The homogeneity of the quartet affords composers nearly unlimited room to experiment with sound. This programme was, thank goodness, by no means monotonous: deafeningly loud, busy or noisy as often is the case in statement moments of contemporary bravado. A well-balanced array of moods, colours and narratives was inherent in the chosen works. The Amstel Quartet programme also suited the foursome itself very well. 

Moonwalk by Sander Germanus was by far the most interesting piece of the concert and the one best suited to the sax. A well-presented introduction on the quarter tones in the work was useful in keeping us fascinated as opposed to appalled at all the unusual and delicate tuning. Both this tuning and the contrasts in register together launched Moonwalk into the stratospheres as the star of the evening.

Consistent Contradictions by Alexey Sysoev certainly lived up to its name. Not particularly enjoyable and never pleasing, the piece is a painful step backwards as it is merely experimental. In no way did it sound at all finished. The quartet worked hard and forged onward, ending the programme with the concert’s loudest and fastest piece. Hikari Kiyama’s Sax Quartet is very rhythmic, has attractive complexities, but never actually emancipates itself from that ambiguous term - slightly positive yet devastating when used in an artistic context - cute.

The Amstel Quartet is clearly dedicated to the contemporary cause. More precision and a bit more flair for contrasts within each and every separate work (in sound, timing, mood, dynamic) as well as an analytical search for the long lines in these new narratives would have given their performance more staying power. There are treasures still hidden in the works as programmed.

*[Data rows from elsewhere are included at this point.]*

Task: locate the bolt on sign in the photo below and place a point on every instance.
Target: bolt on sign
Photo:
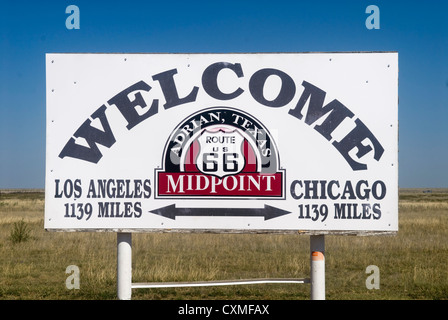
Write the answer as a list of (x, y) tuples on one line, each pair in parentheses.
[(291, 142)]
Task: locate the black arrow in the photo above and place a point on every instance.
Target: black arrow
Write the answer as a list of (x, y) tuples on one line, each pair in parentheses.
[(267, 212)]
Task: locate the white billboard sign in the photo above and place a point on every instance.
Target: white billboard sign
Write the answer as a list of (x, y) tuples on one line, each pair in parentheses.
[(222, 142)]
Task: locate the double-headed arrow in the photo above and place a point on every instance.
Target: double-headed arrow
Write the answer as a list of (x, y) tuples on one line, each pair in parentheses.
[(267, 212)]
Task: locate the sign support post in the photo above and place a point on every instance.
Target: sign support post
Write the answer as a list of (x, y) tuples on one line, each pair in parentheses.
[(317, 260), (124, 265)]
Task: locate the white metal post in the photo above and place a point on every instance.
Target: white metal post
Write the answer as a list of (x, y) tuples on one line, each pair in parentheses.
[(317, 260), (124, 265)]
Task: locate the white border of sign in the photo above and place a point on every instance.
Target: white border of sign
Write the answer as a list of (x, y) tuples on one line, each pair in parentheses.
[(319, 129)]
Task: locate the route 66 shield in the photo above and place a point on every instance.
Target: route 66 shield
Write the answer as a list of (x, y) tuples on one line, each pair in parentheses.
[(220, 152)]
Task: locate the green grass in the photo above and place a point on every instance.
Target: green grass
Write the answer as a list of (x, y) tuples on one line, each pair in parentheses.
[(412, 264)]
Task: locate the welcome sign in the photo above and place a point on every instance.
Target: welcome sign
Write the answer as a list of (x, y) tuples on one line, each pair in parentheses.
[(222, 142)]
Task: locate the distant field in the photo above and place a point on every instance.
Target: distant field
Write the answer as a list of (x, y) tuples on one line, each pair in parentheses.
[(412, 264)]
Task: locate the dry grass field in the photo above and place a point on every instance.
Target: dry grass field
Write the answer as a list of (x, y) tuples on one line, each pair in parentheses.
[(412, 264)]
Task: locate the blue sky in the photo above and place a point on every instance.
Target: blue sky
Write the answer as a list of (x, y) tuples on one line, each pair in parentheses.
[(418, 30)]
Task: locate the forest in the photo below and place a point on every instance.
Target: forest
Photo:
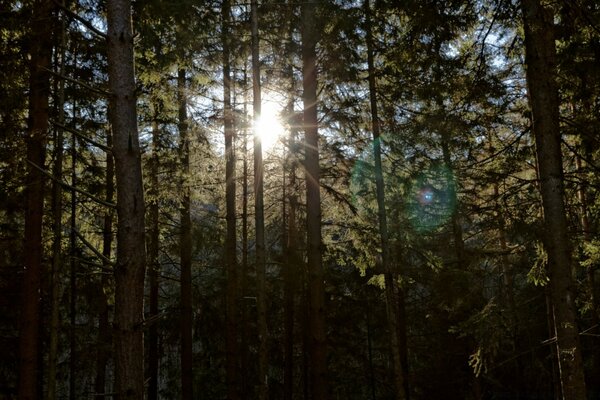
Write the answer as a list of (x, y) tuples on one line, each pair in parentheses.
[(314, 200)]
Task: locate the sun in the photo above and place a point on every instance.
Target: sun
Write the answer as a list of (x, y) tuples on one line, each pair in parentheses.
[(269, 126)]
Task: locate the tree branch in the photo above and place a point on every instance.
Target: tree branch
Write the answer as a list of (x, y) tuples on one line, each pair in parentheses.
[(73, 188)]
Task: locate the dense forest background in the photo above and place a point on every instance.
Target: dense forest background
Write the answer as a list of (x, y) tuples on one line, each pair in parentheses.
[(417, 219)]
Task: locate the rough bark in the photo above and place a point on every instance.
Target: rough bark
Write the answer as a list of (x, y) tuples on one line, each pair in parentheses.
[(37, 131), (154, 266), (245, 356), (292, 261), (316, 285), (259, 218), (540, 61), (233, 392), (104, 334), (73, 275), (57, 204), (391, 289), (131, 255), (185, 247)]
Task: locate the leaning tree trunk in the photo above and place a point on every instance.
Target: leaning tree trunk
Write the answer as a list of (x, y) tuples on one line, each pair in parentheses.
[(37, 130), (131, 251), (540, 61), (391, 289), (316, 285)]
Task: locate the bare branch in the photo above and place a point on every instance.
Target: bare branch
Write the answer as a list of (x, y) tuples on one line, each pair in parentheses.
[(84, 21), (82, 136), (66, 185), (92, 248), (80, 83)]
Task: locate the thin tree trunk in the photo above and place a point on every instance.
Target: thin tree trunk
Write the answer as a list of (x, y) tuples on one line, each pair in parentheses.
[(185, 247), (73, 275), (292, 262), (131, 254), (540, 61), (244, 273), (104, 334), (154, 266), (233, 392), (263, 356), (316, 285), (37, 130), (391, 289), (55, 284)]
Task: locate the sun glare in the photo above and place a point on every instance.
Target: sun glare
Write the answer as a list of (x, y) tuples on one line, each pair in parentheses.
[(269, 126)]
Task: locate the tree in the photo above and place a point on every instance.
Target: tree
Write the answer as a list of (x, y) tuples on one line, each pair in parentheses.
[(316, 287), (540, 62), (185, 246), (392, 292), (263, 356), (131, 252), (37, 131), (230, 193)]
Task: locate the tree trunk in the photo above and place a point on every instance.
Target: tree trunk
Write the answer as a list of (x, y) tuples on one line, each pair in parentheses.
[(104, 334), (292, 260), (185, 247), (244, 272), (55, 284), (37, 130), (73, 275), (233, 392), (316, 285), (154, 265), (540, 61), (263, 356), (391, 289), (131, 254)]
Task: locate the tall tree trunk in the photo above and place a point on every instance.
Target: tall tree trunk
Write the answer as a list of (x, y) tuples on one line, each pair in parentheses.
[(292, 258), (391, 287), (263, 356), (154, 264), (37, 131), (131, 251), (316, 285), (55, 284), (185, 247), (540, 61), (233, 392), (104, 334), (244, 272), (73, 275)]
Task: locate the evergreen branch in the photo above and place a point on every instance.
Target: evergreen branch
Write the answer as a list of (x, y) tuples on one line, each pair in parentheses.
[(82, 136), (79, 18), (92, 248), (73, 188), (78, 82)]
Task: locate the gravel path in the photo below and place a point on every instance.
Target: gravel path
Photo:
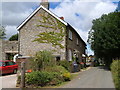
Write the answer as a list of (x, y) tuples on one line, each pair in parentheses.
[(95, 77)]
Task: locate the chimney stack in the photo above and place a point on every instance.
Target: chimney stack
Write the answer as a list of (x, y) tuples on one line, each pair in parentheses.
[(45, 4)]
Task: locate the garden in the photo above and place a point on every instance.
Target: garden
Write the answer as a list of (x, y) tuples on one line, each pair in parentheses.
[(115, 69)]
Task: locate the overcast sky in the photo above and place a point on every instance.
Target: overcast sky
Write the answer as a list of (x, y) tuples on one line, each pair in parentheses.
[(78, 14)]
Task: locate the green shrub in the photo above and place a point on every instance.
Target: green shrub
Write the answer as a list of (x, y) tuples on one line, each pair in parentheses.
[(50, 76), (66, 64), (62, 72), (115, 68)]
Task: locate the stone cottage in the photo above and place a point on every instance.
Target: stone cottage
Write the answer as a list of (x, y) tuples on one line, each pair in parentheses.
[(8, 49), (43, 20)]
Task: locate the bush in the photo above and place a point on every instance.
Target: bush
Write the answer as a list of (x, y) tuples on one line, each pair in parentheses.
[(62, 72), (38, 78), (115, 68), (67, 65)]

Germanus and to an extent, Kiyama, deserve deeper readings. A visit to the Gaudeamus Music Week is always enlightening, certainly educational. None of us regularly get the opportunity to hear sufficient new works from the next generation of classical composers to become fully appreciative of their work. For the most part, the Amstel Quartet’s concert in Cloud Nine was not merely enlightening and educational, it was also a successful performance.